Metformin generally is recommended as initial antidiabetic therapy in patients with type 2 diabetes mellitus, provided no contraindications exist, because of the absence of weight gain or hypoglycemia, generally low adverse effect profile, and relatively low cost of this drug. Some experts state that meglitinides may be appropriate choices in selected patients but are not preferred as second-line therapy after failure of metformin monotherapy because of their overall lower effectiveness, limited clinical data, and relative expense. In addition, use of meglitinides are not recommended in hospitalized patients with diabetes mellitus because of a lack of data in such patients.
Safety and efficacy of nateglinide as monotherapy for the management of type 2 diabetes mellitus were established in several randomized, double-blind studies of up to 24 weeks' duration. Nateglinide improved glycemic control as measured by fasting glucose and glycosylated hemoglobin (Hb A1c) compared with placebo.
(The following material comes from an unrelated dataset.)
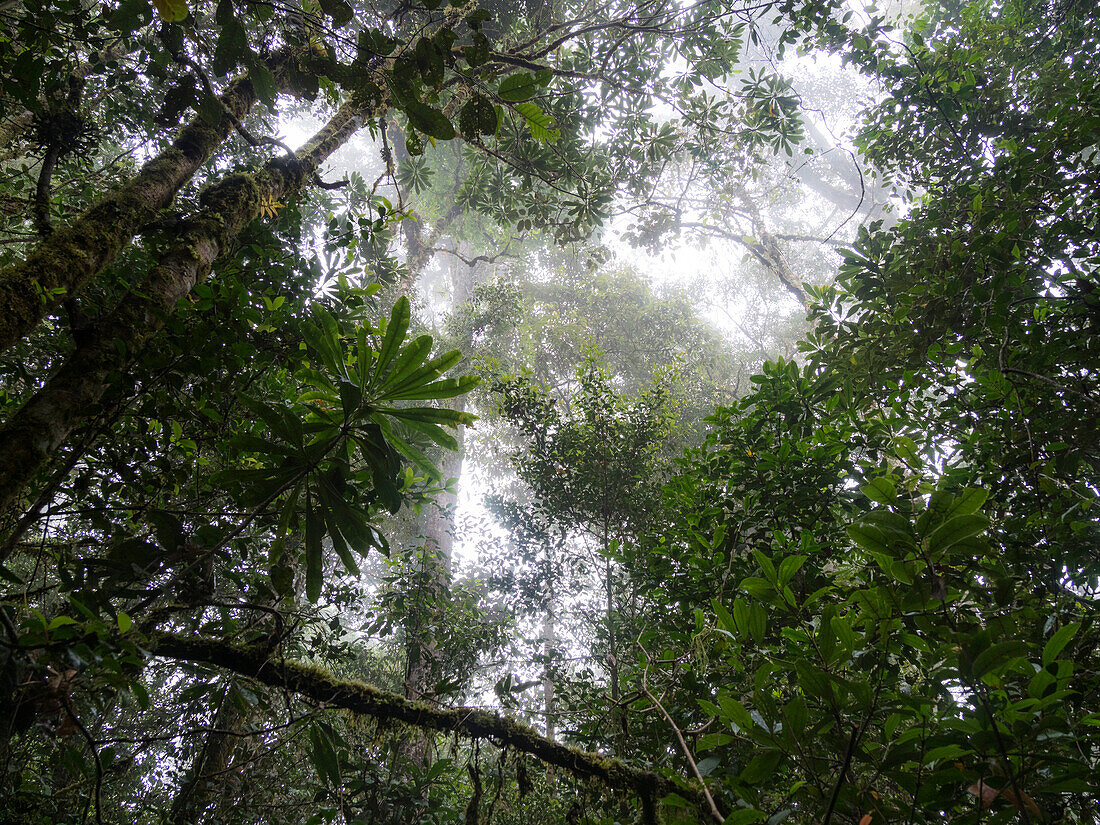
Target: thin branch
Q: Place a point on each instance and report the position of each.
(680, 737)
In clinical studies, nateglinide generally was less effective in patients who previously were treated with other oral antidiabetic agents compared with treatment-naive patients.
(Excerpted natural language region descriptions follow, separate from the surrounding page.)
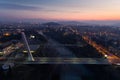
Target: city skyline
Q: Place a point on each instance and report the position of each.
(75, 10)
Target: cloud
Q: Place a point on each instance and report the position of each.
(18, 7)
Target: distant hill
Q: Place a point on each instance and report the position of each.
(51, 24)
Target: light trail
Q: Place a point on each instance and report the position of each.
(111, 57)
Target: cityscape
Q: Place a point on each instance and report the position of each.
(59, 40)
Efficacy of nateglinide in combination with metformin was established in several studies of 24 weeks' duration in which combined therapy resulted in improved glycemic control compared with monotherapy with nateglinide or metformin. However, in a 12-week study in patients with type 2 diabetes mellitus inadequately controlled by glyburide monotherapy, the addition of nateglinide did not produce any improvement in glycemic control when compared with glyburide monotherapy.
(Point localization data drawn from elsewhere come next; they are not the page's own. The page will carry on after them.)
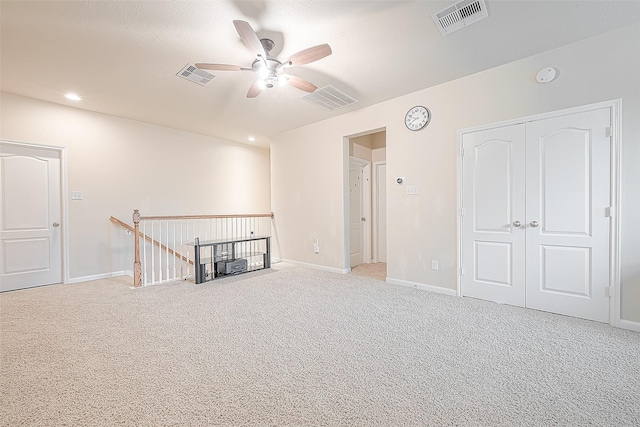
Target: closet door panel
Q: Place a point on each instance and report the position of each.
(567, 237)
(493, 200)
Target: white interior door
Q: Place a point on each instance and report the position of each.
(355, 213)
(382, 212)
(30, 217)
(568, 197)
(493, 252)
(536, 214)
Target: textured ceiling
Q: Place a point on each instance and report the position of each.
(122, 56)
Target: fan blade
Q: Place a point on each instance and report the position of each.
(249, 38)
(301, 84)
(308, 55)
(219, 67)
(255, 89)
Efficacy of nateglinide in combination with rosiglitazone was established in a study of 24 weeks' duration in patients inadequately controlled with rosiglitazone monotherapy. The addition of nateglinide (120 mg 3 times daily) to rosiglitazone monotherapy (8 mg once daily) resulted in improved glycemic control (as determined by reduction of HbA1c from baseline, the primary clinical end point) compared with continuation of rosiglitazone monotherapy. The mean change in body weight from baseline was greater in patients receiving combination therapy than in those continuing to receive monotherapy.
For additional information on the management of type 2 diabetes mellitus, see Uses: Diabetes Mellitus in Repaglinide 68:20.16.